Publication: Monitor Volume: 6 Issue: 159

Some of the most interesting speculation in Russia, however, has focused on torpedoes the Kursk was carrying. The London Times reported yesterday, for example, that many in Moscow are now pointing to what they claim was an attempt to test a new torpedo on board the Kursk during the naval maneuvers in which the submarine sank (The Times [UK], August 28). That same possibility had been raised earlier by Aleksandr Rutskoi, the retired Russian general and former vice president who is currently the governor of Russia’s Kursk region. Rutskoi was quoted on August 22 as charging that the Kursk was carrying an experimental torpedo to be test-fired during the naval maneuvers. “It is necessary to investigate this aspect, and if a new torpedo was really being tested on the submarine, it is a crime,” he said. Rutskoi argued that test-firings of new weapons should not be conducted during training exercises. Rutskoi also denounced the navy for conducting submarine exercises at a time when it “does not have the necessary means to conduct rescues” (New York Times, August 23-24).

That the Russian Defense Ministry may have been trying to cover up the possibility that a new and unproven torpedo was the cause of the Kursk accident was suggested by an August 20 report published on the web site of Bellona, the Norwegian environmental group which has long been investigating the activities of the Russian Northern Fleet. The Bellona report said that Krasnaya zvezda (Red Star), the Defense Ministry’s main newspaper, had moved on August 18 to remove an article from the web version of the newspaper which suggested that the blame for the Kursk accident could be attributed to a decision–one reportedly forced upon the Defense Ministry–to put a new and cheaper torpedo aboard the Kursk. The article in question, which never appeared in the printed version of Krasnaya zvezda, went on to say that the Kursk had been refitted at the Sevmash shipyard in Severodvinsk in 1998 in order to carry the new torpedoes. The Navy had reportedly protested the move, charging that the new torpedoes were difficult to store and unsafe to handle, but was apparently overruled by defense industrial interests. The printed version of Krasnaya zvezda that was released to the public instead contained a version of the Kursk accident based on the notion of a collision with an “unidentified object.” The Bellona reported noted that the printed version accorded with the views of Russian Deputy Prime Minister Ilya Klebanov, the official who is heading the Kremlin’s investigation into the Kursk accident (www.bellona.no, August 18).

Klebanov’s appearance in this context is of interest because he has been portrayed by some Russian press reports as a key player in the public and very political battle between the Russian Defense Minister Sergeev and the chief of the General Staff, General Anatoly Kvashnin.
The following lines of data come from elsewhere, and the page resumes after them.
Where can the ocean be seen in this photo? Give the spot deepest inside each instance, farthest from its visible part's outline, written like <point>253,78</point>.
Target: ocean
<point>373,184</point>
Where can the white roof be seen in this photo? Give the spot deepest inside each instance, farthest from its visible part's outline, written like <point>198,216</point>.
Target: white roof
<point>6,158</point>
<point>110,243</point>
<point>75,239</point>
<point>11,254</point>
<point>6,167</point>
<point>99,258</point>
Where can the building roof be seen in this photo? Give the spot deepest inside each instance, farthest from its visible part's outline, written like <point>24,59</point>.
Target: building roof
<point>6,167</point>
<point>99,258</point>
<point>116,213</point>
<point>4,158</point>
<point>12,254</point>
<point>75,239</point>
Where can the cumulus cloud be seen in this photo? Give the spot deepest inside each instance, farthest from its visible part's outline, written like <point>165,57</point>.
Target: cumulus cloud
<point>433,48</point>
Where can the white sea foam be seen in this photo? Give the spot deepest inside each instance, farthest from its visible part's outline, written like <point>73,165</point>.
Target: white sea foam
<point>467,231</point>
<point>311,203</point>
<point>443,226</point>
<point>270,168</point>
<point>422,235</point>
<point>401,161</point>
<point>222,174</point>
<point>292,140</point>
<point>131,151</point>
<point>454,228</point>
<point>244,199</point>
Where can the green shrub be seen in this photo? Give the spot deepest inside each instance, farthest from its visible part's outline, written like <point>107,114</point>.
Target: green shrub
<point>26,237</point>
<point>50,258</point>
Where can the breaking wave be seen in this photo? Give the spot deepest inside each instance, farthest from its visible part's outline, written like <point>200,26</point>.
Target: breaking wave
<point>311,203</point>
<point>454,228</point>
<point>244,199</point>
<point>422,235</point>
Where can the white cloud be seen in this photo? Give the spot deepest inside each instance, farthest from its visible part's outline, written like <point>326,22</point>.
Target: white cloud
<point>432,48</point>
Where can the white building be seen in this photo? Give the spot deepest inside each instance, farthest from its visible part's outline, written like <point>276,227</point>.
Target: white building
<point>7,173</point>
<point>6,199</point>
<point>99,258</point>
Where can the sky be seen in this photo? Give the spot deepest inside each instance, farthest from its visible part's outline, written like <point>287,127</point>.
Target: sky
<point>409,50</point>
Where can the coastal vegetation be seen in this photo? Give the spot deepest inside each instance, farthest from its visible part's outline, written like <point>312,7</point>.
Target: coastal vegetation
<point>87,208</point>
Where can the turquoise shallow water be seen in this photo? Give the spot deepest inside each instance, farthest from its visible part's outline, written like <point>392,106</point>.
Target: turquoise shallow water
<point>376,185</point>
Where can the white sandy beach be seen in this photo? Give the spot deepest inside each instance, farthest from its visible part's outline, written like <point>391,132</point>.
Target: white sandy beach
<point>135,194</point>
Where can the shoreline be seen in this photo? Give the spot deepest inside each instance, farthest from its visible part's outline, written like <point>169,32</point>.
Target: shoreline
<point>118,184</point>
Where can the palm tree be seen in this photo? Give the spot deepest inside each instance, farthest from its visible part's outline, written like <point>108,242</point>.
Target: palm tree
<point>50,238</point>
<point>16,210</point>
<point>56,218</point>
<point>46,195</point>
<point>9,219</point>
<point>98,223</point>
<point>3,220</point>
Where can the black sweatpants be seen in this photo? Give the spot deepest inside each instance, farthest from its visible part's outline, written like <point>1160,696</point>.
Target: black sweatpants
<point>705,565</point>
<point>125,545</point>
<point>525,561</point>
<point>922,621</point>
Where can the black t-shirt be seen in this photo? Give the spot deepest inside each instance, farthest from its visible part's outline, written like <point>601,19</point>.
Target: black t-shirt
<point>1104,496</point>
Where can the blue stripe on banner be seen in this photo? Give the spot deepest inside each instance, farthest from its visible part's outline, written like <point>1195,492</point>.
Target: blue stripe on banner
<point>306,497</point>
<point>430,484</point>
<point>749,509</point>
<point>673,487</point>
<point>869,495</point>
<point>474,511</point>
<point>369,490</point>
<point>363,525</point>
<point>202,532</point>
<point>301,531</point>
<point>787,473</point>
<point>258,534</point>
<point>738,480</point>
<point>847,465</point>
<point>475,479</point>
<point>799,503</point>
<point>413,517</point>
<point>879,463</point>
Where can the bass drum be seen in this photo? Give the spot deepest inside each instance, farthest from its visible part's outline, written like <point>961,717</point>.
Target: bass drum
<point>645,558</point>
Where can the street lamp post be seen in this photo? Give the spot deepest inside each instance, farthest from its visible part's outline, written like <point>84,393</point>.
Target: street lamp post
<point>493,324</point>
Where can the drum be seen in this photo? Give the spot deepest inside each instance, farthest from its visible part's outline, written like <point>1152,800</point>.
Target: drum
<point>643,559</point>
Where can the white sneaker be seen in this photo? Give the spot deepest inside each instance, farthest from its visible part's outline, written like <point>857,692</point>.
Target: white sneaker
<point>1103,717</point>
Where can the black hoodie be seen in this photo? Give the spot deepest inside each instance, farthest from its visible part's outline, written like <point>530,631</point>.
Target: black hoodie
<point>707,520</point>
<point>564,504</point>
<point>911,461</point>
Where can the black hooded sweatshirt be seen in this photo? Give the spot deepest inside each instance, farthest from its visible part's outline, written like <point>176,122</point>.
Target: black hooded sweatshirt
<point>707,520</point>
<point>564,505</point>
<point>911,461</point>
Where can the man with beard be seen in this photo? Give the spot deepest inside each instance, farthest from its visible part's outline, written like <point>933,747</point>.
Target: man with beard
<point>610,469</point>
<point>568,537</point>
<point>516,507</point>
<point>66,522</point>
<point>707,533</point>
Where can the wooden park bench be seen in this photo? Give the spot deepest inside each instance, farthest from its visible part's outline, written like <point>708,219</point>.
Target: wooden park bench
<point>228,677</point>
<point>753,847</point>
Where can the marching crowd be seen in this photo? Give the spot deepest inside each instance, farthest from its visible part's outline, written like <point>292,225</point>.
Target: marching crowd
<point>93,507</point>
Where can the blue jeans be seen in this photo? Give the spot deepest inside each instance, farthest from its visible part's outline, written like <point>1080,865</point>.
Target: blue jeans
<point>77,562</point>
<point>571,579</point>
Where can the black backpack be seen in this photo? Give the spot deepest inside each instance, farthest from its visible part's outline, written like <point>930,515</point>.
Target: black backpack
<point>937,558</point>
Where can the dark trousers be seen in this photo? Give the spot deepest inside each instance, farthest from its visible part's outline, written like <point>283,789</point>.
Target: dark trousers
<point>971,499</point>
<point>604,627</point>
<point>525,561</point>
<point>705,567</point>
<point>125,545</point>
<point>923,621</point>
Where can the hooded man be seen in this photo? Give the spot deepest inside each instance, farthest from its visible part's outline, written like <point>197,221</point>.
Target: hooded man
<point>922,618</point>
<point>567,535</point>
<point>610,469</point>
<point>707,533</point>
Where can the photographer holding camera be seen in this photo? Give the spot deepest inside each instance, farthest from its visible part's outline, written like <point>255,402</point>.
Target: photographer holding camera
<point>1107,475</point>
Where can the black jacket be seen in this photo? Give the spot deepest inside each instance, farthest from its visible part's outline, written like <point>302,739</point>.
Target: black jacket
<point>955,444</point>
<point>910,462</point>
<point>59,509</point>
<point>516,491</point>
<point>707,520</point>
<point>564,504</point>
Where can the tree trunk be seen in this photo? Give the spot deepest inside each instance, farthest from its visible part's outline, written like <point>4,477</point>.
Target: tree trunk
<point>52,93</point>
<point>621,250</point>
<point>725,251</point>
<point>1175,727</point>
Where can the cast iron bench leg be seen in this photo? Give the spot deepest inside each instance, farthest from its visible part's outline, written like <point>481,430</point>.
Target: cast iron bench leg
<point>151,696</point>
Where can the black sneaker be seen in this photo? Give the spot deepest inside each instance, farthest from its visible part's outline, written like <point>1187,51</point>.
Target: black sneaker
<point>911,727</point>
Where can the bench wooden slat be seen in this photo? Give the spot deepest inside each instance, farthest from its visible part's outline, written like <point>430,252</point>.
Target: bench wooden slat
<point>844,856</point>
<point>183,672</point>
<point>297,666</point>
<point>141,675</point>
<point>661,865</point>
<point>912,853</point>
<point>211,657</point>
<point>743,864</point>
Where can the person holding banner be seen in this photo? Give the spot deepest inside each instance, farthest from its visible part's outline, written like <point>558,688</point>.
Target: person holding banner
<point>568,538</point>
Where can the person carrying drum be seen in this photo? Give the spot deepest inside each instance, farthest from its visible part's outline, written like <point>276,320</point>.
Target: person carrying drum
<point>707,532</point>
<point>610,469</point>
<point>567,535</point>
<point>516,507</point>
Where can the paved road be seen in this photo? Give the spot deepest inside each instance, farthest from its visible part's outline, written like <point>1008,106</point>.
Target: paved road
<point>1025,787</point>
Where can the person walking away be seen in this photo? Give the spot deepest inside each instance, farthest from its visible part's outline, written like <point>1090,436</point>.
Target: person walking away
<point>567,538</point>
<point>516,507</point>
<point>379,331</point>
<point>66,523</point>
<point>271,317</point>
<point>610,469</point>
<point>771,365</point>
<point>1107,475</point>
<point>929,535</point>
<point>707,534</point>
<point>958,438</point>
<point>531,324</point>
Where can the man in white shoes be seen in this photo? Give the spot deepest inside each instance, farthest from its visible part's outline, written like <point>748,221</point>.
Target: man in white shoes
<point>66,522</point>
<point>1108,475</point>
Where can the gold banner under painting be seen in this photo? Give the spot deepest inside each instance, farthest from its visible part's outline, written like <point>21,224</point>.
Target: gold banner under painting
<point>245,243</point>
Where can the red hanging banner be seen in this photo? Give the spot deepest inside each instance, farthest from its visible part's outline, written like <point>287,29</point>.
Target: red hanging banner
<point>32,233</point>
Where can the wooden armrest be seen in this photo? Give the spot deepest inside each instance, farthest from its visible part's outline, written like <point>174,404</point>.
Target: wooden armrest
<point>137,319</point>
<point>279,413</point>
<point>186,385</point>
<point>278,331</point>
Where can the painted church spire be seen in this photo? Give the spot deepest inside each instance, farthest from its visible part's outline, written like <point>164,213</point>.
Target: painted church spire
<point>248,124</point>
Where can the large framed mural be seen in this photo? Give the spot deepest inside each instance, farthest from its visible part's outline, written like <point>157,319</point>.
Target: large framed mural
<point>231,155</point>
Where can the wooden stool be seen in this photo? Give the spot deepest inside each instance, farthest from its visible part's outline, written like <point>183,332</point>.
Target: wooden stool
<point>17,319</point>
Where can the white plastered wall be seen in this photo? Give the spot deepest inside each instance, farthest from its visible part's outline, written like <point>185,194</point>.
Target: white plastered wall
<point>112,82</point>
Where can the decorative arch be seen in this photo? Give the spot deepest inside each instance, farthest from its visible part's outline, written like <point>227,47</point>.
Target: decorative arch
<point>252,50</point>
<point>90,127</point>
Klebanov, whose responsibilities include some oversight of the defense industrial sector is reported to have allied himself with Kvashnin, and, according to some speculation, has moved in recent weeks to wrest control from the Defense Ministry on some defense procurement issues. Any focus of public attention on the possibility that a cheaper, substandard torpedo–one forced upon the Navy–might be the cause of the Kursk tragedy would presumably be a major embarrassment for him, and might have implications for what is expected to be a forthcoming shake-up of the military leadership. Indeed, some reports in recent weeks have seen Klebanov as a possible civilian replacement for Russia’s current defense minister (see the Monitor, August 1, 4).

The possibility that the Kursk went down because of a botched torpedo test of some sort has also introduced yet another possible scenario–one, incredibly, with a Chechen angle. According to reports out of Russia, two civilians were aboard the Kursk–Mamed Gadzhiyev and Arnold Borisov–each of them from the Dagdizel naval weapons center in Dagestan. In an apparent reference to the same new torpedo, they reportedly were on board in order to “supervise and check if the torpedo was working as it should.” There apparent presence on the Kursk is further evidence that torpedo testing might have been planned, but Russia’s Federal Security Service (FSB) has apparently also launched an investigation into whether the two might have a connection to Chechen rebels and whether they might somehow have been responsible for sabotaging the Kursk’s training mission. This theory, at least, has apparently been put forward by FSB director Nikolai Patrushev. “We have been gathering information about them and found no data indicating that they were related to the accident on the nuclear submarine,” Patrushev was quoted as saying in Murmansk. His statement came after an announcement by Chechen rebel leaders that the Kursk had sunk after an explosion set off by a Dagestani kamikaze bomber (The Times [UK], August 28; Moscow Times, August 25; Kommersant daily, August 23; Novye Izvestia, August 25).